As described in the Concept Explainers page, concept-based explanations are obtain by applying several steps:

Defining the concept-space, usually through dictionary learning.
Interpreting the direction of the concept space.
Eventually, measuring the importance of each concept in the prediction.

Concept-based metrics evaluate either one of the two first components, or both. To evaluate the importance of a concept, attribution metrics are used.

Each metric takes in different arguments, hence no common API can be defined, apart from the compute method:

from interpreto.concepts.metrics import MetricClass

metric = MetricClass(...)
score = metric.compute(...)

Metric family	Property	Metrics
Dictionary Metrics	Concept-space Stability	Stability
Reconstruction Metrics	Concept-space Faithfulness	MSE FID Custom
Sparsity Metrics	Concept-space Complexity	Sparsity Sparsity Ratio

Evaluating the concept-space¶

The concept space is define by a concept model encoding latent activations into concept activations. Some concept models can also reconstruct the latent activations from the concept activations.

Several properties of the concept-space are desirable:

The concept-space should be faithful to the latent space data distribution.
The concept-space should have a low complexity to push toward interpretability.
The concept-space is stable across different training regimes.

Concept-space faithfulness¶

Concept-space faithfulness is often measured via the reconstruction error of the latent activations when projected back and forth in the concept space. Either in the latent space or in the logits space. The distance used to compare activations has a big impact on what is measured.

In interpreto you can use the ReconstructionError to define a custom metric by specifying a reconstruction_space and a distance_function.

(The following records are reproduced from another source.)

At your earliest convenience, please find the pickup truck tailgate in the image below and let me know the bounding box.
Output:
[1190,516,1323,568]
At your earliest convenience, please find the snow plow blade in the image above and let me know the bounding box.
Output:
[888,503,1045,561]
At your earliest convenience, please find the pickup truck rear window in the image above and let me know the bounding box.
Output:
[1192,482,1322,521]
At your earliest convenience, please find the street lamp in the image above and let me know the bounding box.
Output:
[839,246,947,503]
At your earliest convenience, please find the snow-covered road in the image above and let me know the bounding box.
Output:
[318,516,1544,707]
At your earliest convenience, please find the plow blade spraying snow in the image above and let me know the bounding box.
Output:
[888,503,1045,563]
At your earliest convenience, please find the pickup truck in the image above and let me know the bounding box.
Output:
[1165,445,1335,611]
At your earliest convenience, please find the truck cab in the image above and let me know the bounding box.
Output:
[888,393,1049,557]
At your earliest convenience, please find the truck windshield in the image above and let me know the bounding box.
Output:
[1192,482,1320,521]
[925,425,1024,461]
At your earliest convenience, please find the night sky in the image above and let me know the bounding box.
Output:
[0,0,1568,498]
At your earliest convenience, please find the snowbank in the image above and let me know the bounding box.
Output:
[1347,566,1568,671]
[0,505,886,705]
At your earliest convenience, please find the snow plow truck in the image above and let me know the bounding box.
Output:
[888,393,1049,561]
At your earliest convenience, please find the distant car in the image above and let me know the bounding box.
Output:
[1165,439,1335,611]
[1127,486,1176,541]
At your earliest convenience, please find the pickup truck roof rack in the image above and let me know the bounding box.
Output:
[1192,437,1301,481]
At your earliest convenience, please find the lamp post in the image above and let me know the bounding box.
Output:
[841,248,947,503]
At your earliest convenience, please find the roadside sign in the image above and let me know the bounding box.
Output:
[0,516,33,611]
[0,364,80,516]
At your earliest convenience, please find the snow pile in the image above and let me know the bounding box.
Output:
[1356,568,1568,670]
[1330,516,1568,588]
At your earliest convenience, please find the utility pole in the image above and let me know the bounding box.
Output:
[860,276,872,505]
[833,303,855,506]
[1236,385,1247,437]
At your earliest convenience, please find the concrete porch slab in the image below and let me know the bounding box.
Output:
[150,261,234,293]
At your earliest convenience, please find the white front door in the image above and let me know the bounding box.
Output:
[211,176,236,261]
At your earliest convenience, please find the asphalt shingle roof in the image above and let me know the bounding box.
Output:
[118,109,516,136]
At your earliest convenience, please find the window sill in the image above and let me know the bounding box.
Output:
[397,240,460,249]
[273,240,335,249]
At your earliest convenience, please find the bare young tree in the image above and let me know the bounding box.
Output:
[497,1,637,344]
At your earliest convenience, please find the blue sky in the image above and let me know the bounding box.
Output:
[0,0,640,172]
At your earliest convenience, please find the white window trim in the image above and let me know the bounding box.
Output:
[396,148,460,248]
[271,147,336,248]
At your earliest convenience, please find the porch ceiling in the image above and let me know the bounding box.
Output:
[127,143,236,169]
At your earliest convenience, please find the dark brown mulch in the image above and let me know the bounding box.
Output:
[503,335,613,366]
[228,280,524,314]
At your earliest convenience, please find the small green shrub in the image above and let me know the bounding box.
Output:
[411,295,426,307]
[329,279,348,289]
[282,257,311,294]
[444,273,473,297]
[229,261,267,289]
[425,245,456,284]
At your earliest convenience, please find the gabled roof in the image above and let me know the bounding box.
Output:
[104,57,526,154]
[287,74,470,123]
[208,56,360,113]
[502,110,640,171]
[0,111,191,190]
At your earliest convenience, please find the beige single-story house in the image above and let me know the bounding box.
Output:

Or you can use the MSE or FID metrics.

Concept-space complexity¶

The concept-space complexity is often measured via the sparsity of its activations.

In interpreto you can use: Sparsity and SparsityRatio.

Concept-space stability¶

The concept-space should stay the same across different training regimes. i.e. with different seeds, different data splits...

In interpreto you can use: Stability to compare concept-model dictionaries.